Tabel 4.1 Pengaruh tegangan terhadap waktu pembentukan plasma

Tegangan (V) Bentuk plasma Waktu (detik) Suhu (oC)

150 kecil 67 66

180 sedang 39 51

225 Cukup besar 31 50

240 besar 24 49

Pada Tabel 4.1 dapat dilihat bahwa semakin tinggi tegangan yang digunakan maka akan semakin sedikit waktu yang dibutuhkan untuk pembentukan plasma, hal ini disebabkan tegangan yang tinggi akan memicu proses penjenuhan ikatan molekul air (H2O). Pada tegangan 240 V waktu yang dibutuhkan untuk pembentukan plasma adalah 24 detik artinya sebelum waktu tersebut berlangsung proses elektrolisis faraday yang ditandai adanya gelembung di sekitar katoda artinya terjadi penjenuhan ikatan molekul H2O ditunjukkan pada Gambar 4.3. Tabel 4.1 juga menunjukan hubungan suhu sesaat

terbentuknya plasma dengan tegangan, semakin tinggi tegangan yang digunakan untuk proses elektrolisis plasma maka suhu pada saat terbentuknya plasma juga semakin rendah.

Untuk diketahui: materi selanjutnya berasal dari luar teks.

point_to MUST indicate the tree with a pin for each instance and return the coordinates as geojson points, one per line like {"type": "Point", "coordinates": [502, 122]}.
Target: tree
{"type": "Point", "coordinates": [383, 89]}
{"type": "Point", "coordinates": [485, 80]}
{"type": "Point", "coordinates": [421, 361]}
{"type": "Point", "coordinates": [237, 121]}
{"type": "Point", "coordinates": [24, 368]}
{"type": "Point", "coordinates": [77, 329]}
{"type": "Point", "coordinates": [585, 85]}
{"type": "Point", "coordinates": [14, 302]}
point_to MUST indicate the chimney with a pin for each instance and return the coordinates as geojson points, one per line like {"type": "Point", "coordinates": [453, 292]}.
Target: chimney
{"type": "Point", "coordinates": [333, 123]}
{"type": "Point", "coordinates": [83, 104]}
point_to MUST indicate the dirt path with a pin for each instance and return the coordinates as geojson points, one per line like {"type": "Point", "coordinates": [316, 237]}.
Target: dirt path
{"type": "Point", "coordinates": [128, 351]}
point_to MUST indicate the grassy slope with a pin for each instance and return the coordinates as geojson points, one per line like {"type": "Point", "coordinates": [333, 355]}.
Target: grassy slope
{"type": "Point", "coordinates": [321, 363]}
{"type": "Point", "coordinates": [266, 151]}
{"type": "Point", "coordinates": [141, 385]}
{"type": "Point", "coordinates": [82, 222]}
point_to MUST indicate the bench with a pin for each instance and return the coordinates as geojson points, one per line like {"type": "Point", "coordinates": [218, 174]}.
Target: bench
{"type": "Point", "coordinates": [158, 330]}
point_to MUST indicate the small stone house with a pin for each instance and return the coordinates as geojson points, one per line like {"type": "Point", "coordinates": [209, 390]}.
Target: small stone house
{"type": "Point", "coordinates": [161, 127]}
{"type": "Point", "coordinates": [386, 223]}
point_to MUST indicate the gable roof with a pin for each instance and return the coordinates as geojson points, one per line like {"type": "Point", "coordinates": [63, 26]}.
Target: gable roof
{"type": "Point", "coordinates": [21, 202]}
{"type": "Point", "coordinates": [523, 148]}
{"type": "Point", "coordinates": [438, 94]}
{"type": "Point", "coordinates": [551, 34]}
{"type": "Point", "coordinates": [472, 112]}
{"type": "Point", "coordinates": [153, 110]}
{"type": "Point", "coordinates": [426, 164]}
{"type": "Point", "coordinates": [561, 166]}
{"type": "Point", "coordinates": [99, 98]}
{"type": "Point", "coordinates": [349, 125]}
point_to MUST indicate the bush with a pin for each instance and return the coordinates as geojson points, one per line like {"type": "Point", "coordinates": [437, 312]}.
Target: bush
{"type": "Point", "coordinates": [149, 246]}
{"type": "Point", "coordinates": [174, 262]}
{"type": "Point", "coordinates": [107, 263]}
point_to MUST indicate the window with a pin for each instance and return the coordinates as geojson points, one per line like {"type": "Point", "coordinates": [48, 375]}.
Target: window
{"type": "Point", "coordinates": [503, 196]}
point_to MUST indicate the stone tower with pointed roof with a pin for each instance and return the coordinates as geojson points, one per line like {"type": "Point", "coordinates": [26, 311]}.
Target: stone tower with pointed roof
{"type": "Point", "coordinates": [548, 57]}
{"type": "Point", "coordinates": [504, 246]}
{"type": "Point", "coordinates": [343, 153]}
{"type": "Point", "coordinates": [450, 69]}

Sementara tegangan juga mempengaruhi bentuk plasma yaitu semakin besar tegangan yang digunakan pada penelitian ini maka akan semakin banyak elektron yang mengalami eksitasi (loncatan listrik) sehingga akan mempengaruhi bentuk plasma menjadi semakin besar. Pada Tabel 4.1 menunjukkan pada tegangan 240 V plasma terbentuk paling besar

Saat plasma mulai terbentuk, maka pengambilan data – data dapat dilakukan. Dalam pengambilan data dibutuhkan perlatan sistem pendingin. Sistem pendingin yang digunakan adalah sebuah coil yang terpasang didalam reaktor yang fungsinya mengalirkan air masuk reaktor dan keluar ke dalam steinless steel yang disirkulasikan ke dalam wadah berisi air dingin yang dicampur dengan es dengan menggunakan pompa sentrifugal. Coil tersebut memiliki dwifungsi yaitu sebagai sistem pendingin selain itu juga digunakan sebagai logam anoda. Sistem pendingin ini adalah merupakan modifikasi dari sistem pendingin sebelumnya dengan menghindarkan kontak secara langsung dengan larutan yang digunakan selama proses elektrolisis plasma berlangsung yang bertujuan untuk menjaga kestabilan plasma dalam proses elektrolisis plasma tersebut.